|Principal's Reflections 01/06/2008|
REFLECTIONS FROM THE WOOLF FISHER AWARD
Chicago: Week One
“ This is Ken Havill. He’s a principal visiting us from New Zealand.”
I would like to tell you all that I have already succeeded in having a meeting with the mayor of Chicago, Richard Daley.
I was chatting away with the assistant principal and the chair (head) of English at Whitney Young High School on Tuesday while waiting for my taxi to arrive. After an hour and 20 minutes the AP asked one of the security officers – there have been 25 student murders in and around Chicago schools this year – to drive me back to the Holiday Inn. I soon discovered that this African-American man was also a pastor at a local church, incidentally, not the one that Barack Obama has parted company with.

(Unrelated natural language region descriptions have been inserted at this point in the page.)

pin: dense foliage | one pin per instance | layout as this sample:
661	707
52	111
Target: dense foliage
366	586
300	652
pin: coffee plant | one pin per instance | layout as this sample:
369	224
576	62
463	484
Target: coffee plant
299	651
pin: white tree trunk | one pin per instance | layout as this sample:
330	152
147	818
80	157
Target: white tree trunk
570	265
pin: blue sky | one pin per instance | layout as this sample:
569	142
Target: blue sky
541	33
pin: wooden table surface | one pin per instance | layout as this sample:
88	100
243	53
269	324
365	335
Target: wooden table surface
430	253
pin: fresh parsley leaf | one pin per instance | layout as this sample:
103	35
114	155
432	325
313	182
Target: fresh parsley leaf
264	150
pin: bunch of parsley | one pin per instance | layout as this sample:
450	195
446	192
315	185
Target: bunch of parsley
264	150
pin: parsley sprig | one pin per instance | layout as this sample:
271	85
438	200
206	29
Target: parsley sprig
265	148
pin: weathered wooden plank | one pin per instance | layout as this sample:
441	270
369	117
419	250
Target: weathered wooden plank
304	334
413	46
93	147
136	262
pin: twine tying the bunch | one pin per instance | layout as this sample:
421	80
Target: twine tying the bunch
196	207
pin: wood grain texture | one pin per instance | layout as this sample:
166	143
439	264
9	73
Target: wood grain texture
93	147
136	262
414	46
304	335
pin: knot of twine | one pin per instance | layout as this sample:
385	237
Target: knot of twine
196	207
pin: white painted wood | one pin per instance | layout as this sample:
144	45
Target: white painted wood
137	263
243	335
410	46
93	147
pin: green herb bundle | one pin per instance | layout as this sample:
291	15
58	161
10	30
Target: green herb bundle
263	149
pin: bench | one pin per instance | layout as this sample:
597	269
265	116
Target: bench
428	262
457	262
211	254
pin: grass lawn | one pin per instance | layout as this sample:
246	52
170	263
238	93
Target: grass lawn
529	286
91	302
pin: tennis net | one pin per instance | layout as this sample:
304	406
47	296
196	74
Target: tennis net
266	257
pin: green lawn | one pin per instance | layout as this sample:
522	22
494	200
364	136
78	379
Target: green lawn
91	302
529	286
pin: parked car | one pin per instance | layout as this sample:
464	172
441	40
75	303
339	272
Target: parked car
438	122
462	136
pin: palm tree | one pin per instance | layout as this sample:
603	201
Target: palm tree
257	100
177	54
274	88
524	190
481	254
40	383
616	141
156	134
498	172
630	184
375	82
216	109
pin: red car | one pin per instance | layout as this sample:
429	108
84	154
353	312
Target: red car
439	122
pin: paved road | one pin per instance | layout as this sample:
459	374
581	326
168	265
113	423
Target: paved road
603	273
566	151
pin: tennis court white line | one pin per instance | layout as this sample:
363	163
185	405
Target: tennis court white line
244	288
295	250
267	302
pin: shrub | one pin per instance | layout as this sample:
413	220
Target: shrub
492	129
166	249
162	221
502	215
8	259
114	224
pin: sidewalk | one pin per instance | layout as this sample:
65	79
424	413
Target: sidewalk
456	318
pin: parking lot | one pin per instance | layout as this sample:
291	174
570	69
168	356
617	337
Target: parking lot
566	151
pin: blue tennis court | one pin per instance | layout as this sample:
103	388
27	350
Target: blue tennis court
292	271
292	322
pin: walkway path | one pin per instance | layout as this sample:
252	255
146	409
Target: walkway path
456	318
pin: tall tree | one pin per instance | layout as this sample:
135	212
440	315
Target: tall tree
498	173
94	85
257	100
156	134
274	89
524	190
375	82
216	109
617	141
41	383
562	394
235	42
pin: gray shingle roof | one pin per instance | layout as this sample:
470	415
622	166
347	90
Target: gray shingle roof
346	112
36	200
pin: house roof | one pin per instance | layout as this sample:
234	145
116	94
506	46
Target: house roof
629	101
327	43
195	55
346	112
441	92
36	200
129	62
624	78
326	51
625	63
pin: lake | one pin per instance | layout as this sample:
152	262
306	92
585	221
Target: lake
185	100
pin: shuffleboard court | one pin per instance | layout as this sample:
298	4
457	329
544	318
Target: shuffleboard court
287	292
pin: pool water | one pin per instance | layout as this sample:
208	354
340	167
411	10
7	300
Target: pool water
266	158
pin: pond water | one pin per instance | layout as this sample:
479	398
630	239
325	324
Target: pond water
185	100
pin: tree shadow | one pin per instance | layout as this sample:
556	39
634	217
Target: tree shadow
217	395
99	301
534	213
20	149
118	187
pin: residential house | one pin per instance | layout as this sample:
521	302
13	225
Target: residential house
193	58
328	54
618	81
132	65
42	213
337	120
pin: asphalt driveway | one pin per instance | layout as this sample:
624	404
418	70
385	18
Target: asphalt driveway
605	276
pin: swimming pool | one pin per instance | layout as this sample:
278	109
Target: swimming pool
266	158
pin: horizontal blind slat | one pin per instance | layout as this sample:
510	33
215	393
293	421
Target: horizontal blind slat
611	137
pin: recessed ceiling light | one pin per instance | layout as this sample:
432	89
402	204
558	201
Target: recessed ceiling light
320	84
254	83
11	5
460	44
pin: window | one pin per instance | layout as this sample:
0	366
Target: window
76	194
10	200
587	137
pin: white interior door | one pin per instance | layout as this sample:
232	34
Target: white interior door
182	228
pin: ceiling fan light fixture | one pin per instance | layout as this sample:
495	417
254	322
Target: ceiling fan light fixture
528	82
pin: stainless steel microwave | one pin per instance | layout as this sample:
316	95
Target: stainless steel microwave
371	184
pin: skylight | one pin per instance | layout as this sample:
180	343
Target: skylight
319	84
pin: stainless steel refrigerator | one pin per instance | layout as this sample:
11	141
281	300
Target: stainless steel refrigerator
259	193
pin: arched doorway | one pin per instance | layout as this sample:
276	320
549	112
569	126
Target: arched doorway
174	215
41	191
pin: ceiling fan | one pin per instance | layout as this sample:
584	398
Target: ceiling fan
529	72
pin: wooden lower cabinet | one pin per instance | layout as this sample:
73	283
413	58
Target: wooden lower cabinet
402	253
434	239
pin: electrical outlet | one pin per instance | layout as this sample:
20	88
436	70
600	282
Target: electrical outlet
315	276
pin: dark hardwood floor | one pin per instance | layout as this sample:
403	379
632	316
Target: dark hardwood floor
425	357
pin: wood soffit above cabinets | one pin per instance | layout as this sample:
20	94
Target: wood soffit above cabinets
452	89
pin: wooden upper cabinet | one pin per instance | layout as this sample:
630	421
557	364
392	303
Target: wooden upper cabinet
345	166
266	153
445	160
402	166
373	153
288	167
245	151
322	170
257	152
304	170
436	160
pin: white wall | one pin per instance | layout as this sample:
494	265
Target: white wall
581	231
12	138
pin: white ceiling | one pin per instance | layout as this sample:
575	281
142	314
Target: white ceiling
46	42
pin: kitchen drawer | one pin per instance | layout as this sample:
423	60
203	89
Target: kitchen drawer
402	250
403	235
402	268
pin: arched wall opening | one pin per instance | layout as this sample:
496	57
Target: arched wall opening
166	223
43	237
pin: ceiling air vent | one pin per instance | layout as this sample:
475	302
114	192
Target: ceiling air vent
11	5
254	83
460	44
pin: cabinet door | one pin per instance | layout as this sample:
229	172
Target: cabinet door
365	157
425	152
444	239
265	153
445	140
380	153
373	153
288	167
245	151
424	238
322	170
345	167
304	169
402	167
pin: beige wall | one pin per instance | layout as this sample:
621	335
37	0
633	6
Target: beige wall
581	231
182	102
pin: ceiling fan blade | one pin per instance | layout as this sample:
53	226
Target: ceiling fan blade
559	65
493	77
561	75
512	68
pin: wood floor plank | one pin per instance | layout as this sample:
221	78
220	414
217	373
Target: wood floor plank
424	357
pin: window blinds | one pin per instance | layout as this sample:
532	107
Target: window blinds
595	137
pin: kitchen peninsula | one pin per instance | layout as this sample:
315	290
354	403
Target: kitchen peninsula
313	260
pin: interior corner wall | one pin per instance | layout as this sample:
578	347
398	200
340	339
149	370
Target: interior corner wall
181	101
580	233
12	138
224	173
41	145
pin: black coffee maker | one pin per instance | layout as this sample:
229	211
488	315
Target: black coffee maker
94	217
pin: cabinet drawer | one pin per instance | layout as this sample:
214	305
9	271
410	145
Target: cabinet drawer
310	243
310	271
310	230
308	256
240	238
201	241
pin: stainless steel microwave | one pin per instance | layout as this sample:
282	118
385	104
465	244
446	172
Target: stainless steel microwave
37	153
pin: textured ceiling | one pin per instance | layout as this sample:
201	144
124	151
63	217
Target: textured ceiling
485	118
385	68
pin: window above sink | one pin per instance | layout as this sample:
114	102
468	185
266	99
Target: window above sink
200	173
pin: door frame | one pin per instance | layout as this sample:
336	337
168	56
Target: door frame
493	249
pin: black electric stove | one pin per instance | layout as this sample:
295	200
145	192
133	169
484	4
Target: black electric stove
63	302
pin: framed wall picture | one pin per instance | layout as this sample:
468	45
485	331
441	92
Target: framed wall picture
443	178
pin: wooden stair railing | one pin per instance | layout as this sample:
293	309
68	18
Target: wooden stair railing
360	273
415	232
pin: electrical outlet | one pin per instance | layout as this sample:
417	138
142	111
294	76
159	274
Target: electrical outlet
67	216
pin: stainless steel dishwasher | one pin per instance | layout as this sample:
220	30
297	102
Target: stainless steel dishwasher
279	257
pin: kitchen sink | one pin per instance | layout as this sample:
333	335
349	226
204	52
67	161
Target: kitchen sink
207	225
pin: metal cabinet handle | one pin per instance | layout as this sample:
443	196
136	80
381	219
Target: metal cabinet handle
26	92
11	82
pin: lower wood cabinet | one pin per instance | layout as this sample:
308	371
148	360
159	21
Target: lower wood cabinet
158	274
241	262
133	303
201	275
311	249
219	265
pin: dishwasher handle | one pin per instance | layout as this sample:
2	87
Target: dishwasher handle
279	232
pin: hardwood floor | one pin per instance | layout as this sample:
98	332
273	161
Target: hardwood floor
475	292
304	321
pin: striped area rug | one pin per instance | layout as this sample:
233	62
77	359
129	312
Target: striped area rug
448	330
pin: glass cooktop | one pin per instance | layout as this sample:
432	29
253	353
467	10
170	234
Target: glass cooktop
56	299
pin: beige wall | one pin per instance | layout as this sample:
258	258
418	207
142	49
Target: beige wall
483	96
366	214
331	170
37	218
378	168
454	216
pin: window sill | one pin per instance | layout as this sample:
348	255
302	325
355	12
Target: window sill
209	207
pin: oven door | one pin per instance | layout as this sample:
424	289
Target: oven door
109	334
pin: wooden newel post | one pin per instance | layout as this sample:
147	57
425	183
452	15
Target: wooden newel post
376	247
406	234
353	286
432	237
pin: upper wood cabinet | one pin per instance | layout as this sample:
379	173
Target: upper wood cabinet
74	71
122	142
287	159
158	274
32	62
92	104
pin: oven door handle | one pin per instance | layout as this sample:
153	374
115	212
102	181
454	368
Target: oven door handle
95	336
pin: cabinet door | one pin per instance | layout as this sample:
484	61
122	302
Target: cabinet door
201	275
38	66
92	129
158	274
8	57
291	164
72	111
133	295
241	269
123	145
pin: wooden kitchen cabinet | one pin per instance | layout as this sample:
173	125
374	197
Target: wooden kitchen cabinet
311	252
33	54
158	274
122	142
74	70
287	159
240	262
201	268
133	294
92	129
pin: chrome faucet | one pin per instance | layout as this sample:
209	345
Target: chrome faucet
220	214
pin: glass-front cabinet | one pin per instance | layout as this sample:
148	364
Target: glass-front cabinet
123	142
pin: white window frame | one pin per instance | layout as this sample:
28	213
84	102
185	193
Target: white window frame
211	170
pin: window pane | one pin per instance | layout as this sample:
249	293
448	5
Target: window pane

He told me about his post-Katrina work in New Orleans helping the homeless, bemoaning the money being spent in Iraq which wasn’t going to the needy down south. The trip through the downtown area became somewhat circuitous when the pastor generously decided to show me various examples of the stunning architecture in the city.
Then, “ Ken, let me introduce you to our mayor.” My passenger window came down and the pastor beeped his horn and waved to the limousine next to us at the lights. The back seat window of the adjacent vehicle duly reciprocated and I was introduced to Mr. R. M. Daley. “ Thank you so much, Ken, for coming to see some of our fine schools here in Chicago. You make sure you have a fine rest of the day.” And you can be sure that the acceleration of the mayoral vehicle away from the intersection was not quite matched by the pastor’s car.
At Walter Payton College the next day I was struck by the steady business enjoyed by the volunteer administrator at the voter registration desk. It didn’t take me long chatting to the Grade 12 students queueing up to establish their motivation. Mr. Obama has overwhelming support among these first-time voters.
Yesterday (Saturday) I relaxed and put on my tourist clothes. After five hours at the truly amazing Museum of Science and Industry, I strolled through the campus of the University of Chicago: lovely, old, ivy-covered, limestone buildings with grassy, tree-shaded quadrangles and groups of reclining students, chatting and savouring the prospect of a well earned summer break.